Abstracts

Rationale: Seizures are presenting sign in 25-50 % of gliomas. Tumor Associated Epilepsy "TAE" has significant morbidity and loss of quality of life (QOL). Improving control of TAE may improve QOL and Karnofsky Performance Status (KPS). Impact of "tumor associated epilepsy" (TAE) on morbidity of gliomas is significant.. In TAE seizure outcome using Engel's Classification and KPS scores may be related to multiple variables, e.g age, gender, location, WHO classification of glioma, radiation treatment, extent of resection by MRI, anti-epileptic drugs (AED), EEG findings and others. Methods: 145 patients with gliomas and TAE seen between 2006-2012 at the University of Minnesota Neurosurgery/Neurology Departments were reviewed. We investigated the association of seizure outcome at last visit using Engel's classification I-IV and KPS scores with multiple clinical variables described above.. Chi square analysis was done. Results: On the 145 subjects, age was 43 % at 40-59 years, males 62%, 41 % had WHO grade 2, and 27 % Grade 4. 52 % had frontal location and 53 % presented with seizures. 20 % had oligodendroglioma with 1p10q deletions, 3% had positive family history of glioma. 52% responded to one anti convulsant, namely Levetiracetam. KPS scores of 80-100 was seen at last visit in 48 % and Engel's seizure outcome was I -II for 118 of the subjects.
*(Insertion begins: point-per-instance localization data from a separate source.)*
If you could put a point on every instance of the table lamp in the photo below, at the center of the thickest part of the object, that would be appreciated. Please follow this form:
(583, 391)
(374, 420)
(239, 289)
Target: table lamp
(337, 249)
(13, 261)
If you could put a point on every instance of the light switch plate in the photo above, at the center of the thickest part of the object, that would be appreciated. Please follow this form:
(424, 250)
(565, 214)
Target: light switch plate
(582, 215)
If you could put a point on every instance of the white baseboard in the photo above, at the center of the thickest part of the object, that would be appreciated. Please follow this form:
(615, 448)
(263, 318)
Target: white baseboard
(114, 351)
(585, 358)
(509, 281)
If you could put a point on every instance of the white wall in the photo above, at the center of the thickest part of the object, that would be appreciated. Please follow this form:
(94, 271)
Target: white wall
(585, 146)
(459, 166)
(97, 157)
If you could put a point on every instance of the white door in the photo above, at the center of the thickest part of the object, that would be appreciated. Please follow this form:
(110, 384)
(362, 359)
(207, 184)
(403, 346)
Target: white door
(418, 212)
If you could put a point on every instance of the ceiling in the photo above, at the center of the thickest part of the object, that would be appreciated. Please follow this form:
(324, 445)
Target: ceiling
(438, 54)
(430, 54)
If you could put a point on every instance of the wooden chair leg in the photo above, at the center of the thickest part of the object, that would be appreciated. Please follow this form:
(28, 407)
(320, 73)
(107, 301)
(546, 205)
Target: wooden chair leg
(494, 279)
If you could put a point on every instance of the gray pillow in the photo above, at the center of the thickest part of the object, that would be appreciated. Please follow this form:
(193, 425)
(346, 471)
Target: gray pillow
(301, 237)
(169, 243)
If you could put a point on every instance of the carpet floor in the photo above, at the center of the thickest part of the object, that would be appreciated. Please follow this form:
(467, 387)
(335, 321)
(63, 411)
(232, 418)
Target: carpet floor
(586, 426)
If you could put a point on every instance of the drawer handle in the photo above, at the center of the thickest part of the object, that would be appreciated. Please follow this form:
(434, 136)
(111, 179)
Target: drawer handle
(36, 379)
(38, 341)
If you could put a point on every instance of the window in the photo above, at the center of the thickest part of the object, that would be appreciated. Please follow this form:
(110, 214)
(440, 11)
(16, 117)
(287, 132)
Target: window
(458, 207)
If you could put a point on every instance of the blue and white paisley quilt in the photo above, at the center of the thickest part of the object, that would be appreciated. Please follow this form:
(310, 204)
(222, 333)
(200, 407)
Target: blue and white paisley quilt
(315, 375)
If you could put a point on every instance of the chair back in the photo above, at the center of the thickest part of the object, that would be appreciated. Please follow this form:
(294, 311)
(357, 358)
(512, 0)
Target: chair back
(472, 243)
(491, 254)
All these variables were correlated with KPS score and older age >60 yrs (P =.07), higher malignancy grades 3 and 4 (p=.09) and abnormal EEG (P=,03) had lower KPS scores at <80., Seizure control (Engel's) was better in males (p=,01) only and no other variables significanlty correlated. Conclusions: Some clinical variables traditionally used to predict outcome, i.e KPS score and seizure control, in gliomas in this serie of 145 patients had marginal, not statistically siginficant association. Further studies are needed looking at other clinical parameters, perhaps molecular genotypes, that may better correlate with outcome in so far as seizure control and functionability of glioma patients.